If an atom is a nonzero number, how do we represent anything else? Hoon provides an “aura” or tag which lets you treat a number as text, time, date, Urbit address, IP address, and much more.

An aura always begins with @ pat, which denotes an atom (as opposed to a cell, ^ ket). The next letter or letters tells you what kind of representation you want the value to have.

For instance, to change the representation of a regular decimal number like 32 to a binary representation (i.e. for 2⁵), use @ub:

> `@ub`32
0b10.0000

(The tic marks are a shorthand which we'll explain in Lesson 2. We'll avoid shorthand as much as possible in this lesson, so you can get more comfortable using runes explicitly.)
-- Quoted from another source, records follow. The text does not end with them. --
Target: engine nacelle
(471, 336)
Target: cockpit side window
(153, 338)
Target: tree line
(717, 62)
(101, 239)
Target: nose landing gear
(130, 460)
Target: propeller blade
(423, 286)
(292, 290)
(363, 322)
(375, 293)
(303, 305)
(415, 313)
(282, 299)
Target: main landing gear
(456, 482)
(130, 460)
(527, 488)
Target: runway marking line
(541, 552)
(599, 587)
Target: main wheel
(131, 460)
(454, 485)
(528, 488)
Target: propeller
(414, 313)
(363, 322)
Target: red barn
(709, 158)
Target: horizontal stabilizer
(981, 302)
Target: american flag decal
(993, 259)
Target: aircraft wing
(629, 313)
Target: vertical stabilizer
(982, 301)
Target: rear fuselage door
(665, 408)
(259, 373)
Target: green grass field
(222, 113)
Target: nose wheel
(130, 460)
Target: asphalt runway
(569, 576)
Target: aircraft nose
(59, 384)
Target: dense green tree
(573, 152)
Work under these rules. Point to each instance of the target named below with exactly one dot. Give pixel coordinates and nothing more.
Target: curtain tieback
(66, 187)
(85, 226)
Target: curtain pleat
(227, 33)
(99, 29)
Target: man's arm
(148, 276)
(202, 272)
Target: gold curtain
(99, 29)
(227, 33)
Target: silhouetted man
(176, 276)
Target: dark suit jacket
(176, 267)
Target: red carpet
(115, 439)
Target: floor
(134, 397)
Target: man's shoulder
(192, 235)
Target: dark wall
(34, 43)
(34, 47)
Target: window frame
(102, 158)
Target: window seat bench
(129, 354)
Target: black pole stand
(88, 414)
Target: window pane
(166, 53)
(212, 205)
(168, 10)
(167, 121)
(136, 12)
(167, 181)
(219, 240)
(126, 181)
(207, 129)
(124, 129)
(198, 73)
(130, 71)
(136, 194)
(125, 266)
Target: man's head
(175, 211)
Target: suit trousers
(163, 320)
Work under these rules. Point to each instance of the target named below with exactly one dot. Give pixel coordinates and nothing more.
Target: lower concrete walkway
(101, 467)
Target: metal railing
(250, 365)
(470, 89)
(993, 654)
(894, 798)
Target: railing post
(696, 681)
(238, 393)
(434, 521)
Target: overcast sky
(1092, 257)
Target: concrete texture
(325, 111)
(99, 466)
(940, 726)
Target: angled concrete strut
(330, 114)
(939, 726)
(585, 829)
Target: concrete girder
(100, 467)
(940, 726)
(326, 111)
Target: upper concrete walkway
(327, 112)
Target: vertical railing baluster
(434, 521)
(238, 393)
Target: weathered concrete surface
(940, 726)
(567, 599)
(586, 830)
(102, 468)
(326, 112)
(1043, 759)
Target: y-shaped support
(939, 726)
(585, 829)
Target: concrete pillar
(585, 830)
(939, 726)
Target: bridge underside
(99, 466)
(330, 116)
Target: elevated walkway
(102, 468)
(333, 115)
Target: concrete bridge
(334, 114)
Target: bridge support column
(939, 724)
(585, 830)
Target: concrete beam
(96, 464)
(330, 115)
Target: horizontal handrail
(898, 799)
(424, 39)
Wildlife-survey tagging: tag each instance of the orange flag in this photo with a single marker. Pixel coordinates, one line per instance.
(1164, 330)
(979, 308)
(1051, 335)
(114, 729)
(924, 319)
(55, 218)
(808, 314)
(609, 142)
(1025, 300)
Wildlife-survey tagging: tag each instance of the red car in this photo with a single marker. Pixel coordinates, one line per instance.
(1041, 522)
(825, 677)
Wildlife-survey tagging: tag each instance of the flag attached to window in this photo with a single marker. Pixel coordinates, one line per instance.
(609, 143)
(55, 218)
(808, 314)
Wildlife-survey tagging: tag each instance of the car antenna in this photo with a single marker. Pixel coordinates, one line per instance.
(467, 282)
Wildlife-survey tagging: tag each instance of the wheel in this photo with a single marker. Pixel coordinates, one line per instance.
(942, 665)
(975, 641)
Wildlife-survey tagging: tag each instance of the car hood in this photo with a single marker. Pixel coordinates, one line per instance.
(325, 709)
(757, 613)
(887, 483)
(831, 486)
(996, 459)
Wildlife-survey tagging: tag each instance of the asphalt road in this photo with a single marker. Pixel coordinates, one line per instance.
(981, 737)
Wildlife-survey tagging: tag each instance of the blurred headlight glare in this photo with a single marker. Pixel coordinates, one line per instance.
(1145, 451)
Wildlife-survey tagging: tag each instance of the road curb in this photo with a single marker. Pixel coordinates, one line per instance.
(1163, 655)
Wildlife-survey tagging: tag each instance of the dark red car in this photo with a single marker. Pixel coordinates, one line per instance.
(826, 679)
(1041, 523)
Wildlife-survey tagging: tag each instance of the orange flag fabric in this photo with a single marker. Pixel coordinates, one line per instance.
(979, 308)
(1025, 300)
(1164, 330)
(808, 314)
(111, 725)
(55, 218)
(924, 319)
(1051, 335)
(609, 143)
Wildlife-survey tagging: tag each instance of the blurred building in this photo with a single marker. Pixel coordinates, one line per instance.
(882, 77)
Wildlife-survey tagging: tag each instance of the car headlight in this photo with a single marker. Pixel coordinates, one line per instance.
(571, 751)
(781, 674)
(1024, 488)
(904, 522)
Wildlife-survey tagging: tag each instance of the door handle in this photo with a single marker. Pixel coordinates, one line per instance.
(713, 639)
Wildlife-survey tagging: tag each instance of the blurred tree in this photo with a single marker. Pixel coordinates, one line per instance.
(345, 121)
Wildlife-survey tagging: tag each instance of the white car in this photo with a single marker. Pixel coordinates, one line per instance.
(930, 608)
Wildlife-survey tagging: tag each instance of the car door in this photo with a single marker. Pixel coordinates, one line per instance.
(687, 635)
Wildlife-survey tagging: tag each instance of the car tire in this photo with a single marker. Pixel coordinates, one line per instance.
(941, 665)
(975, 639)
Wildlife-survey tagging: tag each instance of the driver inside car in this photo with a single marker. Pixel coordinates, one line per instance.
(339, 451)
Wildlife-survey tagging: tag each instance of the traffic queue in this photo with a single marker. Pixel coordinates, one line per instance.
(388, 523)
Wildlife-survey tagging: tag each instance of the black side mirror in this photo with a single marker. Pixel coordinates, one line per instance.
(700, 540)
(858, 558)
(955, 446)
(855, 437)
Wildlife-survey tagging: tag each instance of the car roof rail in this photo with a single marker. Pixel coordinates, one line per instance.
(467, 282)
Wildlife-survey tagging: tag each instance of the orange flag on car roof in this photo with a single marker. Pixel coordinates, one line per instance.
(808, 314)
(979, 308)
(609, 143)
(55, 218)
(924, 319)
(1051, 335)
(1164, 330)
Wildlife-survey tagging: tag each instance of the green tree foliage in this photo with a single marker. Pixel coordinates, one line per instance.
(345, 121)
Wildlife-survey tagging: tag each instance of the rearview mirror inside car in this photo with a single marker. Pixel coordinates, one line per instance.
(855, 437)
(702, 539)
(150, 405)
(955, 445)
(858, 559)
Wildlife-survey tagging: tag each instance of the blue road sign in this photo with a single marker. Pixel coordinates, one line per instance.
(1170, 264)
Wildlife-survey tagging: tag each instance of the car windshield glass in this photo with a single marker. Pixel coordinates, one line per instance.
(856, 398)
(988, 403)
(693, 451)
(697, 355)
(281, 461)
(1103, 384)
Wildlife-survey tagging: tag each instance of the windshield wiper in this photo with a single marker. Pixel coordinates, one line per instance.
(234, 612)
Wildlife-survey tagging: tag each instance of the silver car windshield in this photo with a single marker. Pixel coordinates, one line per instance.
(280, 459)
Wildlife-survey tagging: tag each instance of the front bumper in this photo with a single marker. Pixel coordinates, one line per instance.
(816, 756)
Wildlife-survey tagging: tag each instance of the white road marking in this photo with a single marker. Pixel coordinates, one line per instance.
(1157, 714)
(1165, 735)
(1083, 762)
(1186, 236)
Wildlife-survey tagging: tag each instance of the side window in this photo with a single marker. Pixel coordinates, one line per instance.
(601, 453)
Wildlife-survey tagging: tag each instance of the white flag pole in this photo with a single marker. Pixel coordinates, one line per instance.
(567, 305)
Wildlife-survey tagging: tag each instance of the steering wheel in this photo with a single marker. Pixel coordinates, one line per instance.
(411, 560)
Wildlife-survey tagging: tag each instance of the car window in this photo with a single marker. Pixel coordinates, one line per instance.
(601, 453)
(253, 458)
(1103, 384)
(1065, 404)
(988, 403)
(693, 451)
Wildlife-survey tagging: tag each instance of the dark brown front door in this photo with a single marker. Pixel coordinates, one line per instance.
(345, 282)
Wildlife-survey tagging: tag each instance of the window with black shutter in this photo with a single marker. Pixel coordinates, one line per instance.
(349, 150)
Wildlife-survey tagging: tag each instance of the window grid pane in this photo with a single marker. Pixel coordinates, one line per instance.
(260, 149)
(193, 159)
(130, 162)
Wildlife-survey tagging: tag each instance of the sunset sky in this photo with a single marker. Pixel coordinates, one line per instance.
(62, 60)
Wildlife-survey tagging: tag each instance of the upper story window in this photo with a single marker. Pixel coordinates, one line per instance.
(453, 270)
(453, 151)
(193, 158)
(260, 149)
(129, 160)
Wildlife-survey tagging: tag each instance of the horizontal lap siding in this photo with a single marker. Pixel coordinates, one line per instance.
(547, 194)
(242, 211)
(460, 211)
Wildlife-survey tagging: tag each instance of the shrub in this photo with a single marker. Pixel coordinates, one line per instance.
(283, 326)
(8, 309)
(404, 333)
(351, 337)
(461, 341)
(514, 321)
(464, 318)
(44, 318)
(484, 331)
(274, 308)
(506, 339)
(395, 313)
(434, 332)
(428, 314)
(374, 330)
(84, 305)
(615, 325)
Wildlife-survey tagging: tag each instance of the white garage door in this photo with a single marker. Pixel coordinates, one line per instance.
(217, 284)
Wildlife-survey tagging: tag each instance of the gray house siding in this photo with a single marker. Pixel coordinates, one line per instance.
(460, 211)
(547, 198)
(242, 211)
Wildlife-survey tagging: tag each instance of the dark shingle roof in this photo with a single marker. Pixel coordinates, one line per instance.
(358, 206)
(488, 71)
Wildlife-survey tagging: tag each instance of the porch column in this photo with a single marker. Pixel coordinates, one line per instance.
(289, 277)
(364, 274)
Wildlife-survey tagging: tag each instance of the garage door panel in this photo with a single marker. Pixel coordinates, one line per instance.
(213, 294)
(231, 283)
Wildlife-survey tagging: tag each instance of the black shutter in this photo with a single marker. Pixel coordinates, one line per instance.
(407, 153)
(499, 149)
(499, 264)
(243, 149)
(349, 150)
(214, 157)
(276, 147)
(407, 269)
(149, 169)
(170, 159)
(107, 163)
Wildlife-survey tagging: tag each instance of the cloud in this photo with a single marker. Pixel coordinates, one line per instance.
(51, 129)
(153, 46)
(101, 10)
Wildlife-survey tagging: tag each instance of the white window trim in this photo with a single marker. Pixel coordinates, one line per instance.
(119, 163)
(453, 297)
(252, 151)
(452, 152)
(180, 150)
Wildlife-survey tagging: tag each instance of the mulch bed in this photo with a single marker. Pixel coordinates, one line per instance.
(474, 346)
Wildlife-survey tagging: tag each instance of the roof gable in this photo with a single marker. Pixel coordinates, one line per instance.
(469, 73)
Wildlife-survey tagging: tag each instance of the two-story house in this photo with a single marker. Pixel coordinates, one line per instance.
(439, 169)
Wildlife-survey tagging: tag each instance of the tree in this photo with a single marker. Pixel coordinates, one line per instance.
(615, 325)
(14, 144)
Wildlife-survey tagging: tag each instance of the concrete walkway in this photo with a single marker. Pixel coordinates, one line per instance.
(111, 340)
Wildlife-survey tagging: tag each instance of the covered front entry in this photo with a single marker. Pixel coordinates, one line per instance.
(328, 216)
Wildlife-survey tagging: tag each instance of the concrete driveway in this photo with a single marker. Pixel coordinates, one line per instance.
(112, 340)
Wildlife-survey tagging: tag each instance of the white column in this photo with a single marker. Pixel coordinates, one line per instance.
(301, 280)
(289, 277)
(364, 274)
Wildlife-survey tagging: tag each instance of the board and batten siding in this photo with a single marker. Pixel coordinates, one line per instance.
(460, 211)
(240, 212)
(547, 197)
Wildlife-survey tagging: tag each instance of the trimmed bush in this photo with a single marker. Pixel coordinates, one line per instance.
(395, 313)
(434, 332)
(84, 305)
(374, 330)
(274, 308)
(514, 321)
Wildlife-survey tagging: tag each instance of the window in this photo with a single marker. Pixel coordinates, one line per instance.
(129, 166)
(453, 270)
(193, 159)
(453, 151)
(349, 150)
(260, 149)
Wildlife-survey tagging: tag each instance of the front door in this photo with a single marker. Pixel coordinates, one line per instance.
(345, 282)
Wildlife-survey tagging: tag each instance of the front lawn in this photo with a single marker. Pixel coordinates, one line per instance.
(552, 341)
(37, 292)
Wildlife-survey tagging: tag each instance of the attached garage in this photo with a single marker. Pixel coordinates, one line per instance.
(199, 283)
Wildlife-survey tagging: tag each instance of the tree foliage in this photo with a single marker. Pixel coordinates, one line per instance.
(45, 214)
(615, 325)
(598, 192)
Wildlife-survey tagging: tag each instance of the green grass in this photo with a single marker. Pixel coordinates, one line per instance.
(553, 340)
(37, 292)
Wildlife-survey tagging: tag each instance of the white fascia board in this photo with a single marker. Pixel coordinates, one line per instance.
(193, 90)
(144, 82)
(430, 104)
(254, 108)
While there are dozens of auras for specialized applications, here are the most important ones for you to know:

Aura	Meaning	Example	Comment
`@`	Empty aura	`100`	(displays as `@ud`)
`@da`	Date (absolute)	~2022.2.8..16.48.20..b53a	Epoch calculated from 292 billion B.C.
`@p`	Ship name	`~zod`
`@rs`	Number with fractional part	`.3.1415`	Note the preceding `.` dot.
`@t`	Text (“cord”)	`'hello'`	One of Urbit's several text types; only UTF-8 values are valid.
`@ub`	Binary value	`0b1100.0101`
`@ud`	Decimal value	`100.000`	Note that German-style thousands separator is used, `.` dot.
`@ux`	Hexadecimal value	`0x1f.3c4b`

(In our chemical metaphor, these are rather like different elements. Unlike chemical elements, however, these are completely interconvertible.)

Hearkening back to our discussion of interchangeable representations in Lesson -1, you can see that these are all different-but-equivalent ways of representing the same underlying data values.

The ^- kethep rune is useful for ensuring that everything in the second child matches the type (aura) of the first, e.g.

^- @ux 0x1ab4

We will use ^- kethep extensively to enforce type constraints, a very useful tool in Hoon code.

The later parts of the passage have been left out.